Nasıra’daki gösteriden bir kesit (Arap Vatandaşları İzleme Yüksek Komitesi)
Nasıra’daki gösteriden bir kesit (Arap Vatandaşları İzleme Yüksek Komitesi)
TT

İsrail vatandaşı Filistinlilerden ‘Sürpriz Protesto’

Nasıra’daki gösteriden bir kesit (Arap Vatandaşları İzleme Yüksek Komitesi)
Nasıra’daki gösteriden bir kesit (Arap Vatandaşları İzleme Yüksek Komitesi)

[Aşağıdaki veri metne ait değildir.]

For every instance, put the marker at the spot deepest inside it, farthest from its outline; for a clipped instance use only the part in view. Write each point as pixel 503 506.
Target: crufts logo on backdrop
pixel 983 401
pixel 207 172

İsrail'de içerisinde Knesset üyeleri de olan Arap Vatandaşları İzleme Yüksek Komitesi liderleri, Gazze'deki Filistin halkına yönelik saldırılara karşı Nasıra’da beklenmeyen bir gösteri düzenledi. Gösteri, İsrail polisini şaşırtma amacıyla gizli bir şekilde gerçekleştirildi.

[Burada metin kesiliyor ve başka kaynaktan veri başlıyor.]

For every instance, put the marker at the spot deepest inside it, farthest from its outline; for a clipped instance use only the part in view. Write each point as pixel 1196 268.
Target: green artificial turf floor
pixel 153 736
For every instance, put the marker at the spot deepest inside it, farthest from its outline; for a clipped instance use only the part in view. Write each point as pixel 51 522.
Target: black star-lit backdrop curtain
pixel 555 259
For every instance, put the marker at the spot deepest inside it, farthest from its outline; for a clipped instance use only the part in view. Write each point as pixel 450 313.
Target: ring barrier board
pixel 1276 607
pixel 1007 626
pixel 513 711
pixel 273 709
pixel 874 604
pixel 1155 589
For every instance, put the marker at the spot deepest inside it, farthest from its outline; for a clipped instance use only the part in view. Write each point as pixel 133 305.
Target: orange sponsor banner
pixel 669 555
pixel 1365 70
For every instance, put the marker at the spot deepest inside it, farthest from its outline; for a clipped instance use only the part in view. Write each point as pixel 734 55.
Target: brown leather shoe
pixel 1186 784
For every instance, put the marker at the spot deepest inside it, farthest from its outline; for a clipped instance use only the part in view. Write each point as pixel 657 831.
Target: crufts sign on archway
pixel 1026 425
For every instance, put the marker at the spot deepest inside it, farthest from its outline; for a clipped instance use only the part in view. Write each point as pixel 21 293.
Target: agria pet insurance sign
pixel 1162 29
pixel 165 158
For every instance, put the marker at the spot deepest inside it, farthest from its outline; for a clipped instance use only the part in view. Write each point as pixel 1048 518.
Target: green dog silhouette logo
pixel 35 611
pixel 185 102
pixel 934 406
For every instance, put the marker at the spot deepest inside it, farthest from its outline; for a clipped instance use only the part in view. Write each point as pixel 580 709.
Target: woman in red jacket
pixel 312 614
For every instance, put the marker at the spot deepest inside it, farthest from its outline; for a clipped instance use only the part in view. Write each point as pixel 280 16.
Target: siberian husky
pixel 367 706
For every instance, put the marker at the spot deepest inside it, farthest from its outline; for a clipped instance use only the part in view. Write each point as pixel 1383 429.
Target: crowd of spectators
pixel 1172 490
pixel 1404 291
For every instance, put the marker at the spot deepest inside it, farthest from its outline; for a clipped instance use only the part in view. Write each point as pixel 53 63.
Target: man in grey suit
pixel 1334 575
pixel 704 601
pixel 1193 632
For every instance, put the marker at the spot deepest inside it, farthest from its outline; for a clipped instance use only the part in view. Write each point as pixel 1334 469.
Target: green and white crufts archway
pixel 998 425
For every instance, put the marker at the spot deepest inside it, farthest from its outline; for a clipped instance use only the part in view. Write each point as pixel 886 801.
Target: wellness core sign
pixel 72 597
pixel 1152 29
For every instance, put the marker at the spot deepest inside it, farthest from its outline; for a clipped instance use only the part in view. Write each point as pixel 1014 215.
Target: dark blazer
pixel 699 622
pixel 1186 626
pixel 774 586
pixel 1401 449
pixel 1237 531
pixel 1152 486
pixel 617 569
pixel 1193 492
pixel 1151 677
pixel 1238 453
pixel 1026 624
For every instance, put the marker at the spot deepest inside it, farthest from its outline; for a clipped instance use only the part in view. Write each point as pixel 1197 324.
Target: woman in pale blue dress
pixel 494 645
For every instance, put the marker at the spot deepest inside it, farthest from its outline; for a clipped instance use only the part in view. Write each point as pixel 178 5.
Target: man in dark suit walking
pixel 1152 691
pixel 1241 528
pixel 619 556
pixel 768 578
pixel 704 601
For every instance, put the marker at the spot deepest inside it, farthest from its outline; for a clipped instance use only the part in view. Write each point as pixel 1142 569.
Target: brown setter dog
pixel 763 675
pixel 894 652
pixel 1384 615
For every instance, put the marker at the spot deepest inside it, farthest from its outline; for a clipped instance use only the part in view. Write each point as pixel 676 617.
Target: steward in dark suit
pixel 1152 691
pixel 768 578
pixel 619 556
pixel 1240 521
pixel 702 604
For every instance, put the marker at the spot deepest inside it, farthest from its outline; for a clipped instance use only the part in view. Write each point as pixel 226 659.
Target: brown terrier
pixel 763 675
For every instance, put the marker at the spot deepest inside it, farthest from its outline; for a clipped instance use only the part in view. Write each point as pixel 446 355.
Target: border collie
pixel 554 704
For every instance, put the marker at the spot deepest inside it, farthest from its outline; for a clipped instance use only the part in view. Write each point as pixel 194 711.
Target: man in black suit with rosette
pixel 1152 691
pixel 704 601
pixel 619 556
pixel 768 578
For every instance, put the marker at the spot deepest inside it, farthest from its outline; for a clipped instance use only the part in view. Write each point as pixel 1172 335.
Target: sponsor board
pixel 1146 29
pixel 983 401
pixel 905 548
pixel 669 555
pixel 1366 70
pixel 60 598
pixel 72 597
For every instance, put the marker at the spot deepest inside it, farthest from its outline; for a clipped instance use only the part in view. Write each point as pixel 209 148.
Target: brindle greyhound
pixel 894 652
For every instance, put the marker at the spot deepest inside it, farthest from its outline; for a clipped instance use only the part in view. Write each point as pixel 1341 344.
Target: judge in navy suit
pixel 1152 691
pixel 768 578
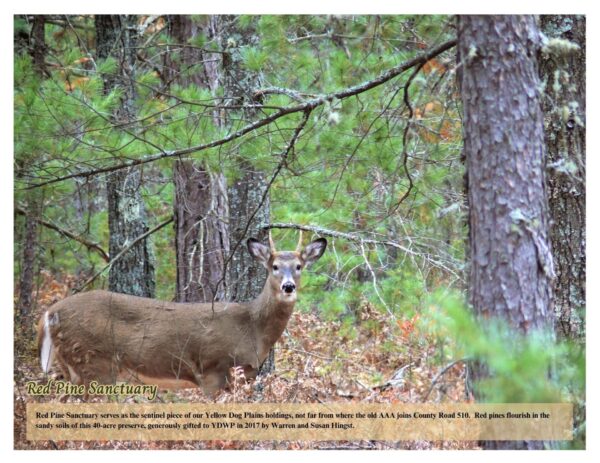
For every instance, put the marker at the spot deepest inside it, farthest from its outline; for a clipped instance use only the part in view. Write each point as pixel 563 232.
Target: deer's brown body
pixel 100 335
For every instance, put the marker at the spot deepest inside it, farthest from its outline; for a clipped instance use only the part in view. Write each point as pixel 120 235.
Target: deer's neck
pixel 271 315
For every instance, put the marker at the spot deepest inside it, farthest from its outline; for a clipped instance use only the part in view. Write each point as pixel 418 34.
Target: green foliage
pixel 522 369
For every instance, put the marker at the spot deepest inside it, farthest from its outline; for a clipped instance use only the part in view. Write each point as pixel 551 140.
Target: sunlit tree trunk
pixel 133 273
pixel 201 213
pixel 511 269
pixel 562 69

Komite Başkanı Muhammed Bereke, gösterinin bilinçli bir şekilde gizlice planlandığını ve bunun sebebinin ise “son iki ay boyunca İsrail polisinin gösterilere müdahalesini engellemeye yönelik tehditler ve tutuklamalar sürdürmesi” olduğunu ifade etti. Ayrıca gösteri için yasal olarak izin alınmasına gerek olmadığını da belirten Bereke, “tek seçeneklerinin gösteriyi gizlice ve polisi şaşırtacak şekilde hazırlamak” olduğunu ifade etti.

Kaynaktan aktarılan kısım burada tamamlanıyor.